Arunachal women high on rolls, low in fray

Women in tribal communities in Arunachal Pradesh have no property rights.

Itanagar | Published: April 7, 2014 1:24:39 am

Arunachal Pradesh’s women voters marginally outnumber the men, but when it comes to contesting elections, very few women are in the fray. The state has 3,77,272 female voters against 3,75,898 males, with several assembly constituencies also having more female voters than males.

As the state goes to simultaneous elections for its 60-member assembly alongside the LS elections on April 9, only nine women have joined the fray. Of them three belong to the Congress, two to the NCP and one to the People’s Party of Arunachal, besides two independents.

“Electoral politics is still a far cry for women in Arunachal Pradesh,” says Jumyir Basar, an assistant professor at Arunachal Institute of Tribal Studies under the Rajiv Gandhi University. “The social set-up has been such that traditionally decision-making was almost entirely a male bastion for ages. Thus, though modernity and education have arrived, society is probably not yet ready to accept leaders women,” says Basar, a Galo.

Women in tribal communities in Arunachal Pradesh have no property rights. “Due to a strong patriarchy, women do not have any property right. If you stand in an election you need money. But where do you get money when you don’t even have right to property?” Basar says.
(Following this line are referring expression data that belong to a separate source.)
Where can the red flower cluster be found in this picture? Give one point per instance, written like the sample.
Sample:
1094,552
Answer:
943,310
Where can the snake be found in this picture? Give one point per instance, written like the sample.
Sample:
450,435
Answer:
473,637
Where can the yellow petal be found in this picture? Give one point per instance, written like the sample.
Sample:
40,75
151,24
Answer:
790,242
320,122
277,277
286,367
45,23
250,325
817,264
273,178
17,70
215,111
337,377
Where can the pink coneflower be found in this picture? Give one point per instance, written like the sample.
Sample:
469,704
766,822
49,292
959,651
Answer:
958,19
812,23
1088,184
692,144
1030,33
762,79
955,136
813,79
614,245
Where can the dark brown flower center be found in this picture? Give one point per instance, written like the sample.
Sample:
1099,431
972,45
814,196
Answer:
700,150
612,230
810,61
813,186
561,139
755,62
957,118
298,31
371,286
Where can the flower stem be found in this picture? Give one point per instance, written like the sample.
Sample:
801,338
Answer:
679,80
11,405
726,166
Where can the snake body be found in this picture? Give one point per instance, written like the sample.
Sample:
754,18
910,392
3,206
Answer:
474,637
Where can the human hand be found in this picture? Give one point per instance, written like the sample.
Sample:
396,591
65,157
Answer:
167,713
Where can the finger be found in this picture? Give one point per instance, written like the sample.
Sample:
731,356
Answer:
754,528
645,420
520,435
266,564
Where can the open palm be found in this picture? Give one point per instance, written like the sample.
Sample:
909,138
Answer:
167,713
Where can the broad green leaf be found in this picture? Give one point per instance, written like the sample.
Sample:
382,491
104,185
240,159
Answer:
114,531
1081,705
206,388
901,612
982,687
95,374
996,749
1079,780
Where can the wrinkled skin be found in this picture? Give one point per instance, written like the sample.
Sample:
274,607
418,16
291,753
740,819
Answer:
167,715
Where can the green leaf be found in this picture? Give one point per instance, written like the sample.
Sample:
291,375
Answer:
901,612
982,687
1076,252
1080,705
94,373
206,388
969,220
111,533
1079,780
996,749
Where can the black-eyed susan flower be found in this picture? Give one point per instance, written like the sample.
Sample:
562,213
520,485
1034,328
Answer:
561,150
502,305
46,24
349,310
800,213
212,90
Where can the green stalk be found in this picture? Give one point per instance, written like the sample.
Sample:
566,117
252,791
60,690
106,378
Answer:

Kesang Degi, a Monpa tribal, feels women here are yet to be empowered in the true sense of the term. “Where is women empowerment? Where is education for women? It is only recently that we have seen girls coming out to enrol in colleges,” says Degi, associate professor of education at RG University. Interestingly, the number of girls in her department is much higher than that for boys.

Taba Nirmali, NCP candidate for Itanagar (assembly), disagrees. “There are few women in active politics. But in teaching, banking, church, self-help groups and NGOs, women are more and are doing better than their male counterparts,” she said. Nirmali, an ENT specialist had recently taken VRS to contest the elections.

In the 2009 assembly elections, two out of nine women candidates won. Even then, Arunachal Pradesh is much better than Mizoram and Nagaland have no woman member.

Itanagar-based lawyer Rosy Taba feels the society here still considers women a shadow of their husbands. “Women have freedom, but no right. Not only men but most women too think they should not become part of the decision-making process. We are trying to change this,” says Rosy, who is campaigning for Taba Nirmali.

Arunachal Pradesh State Commission for Women chairperson Gumri Ringu is upset with political parties that make so many promises for women during elections. “When it comes to reality, no party wants to make room for women,” said Ringu.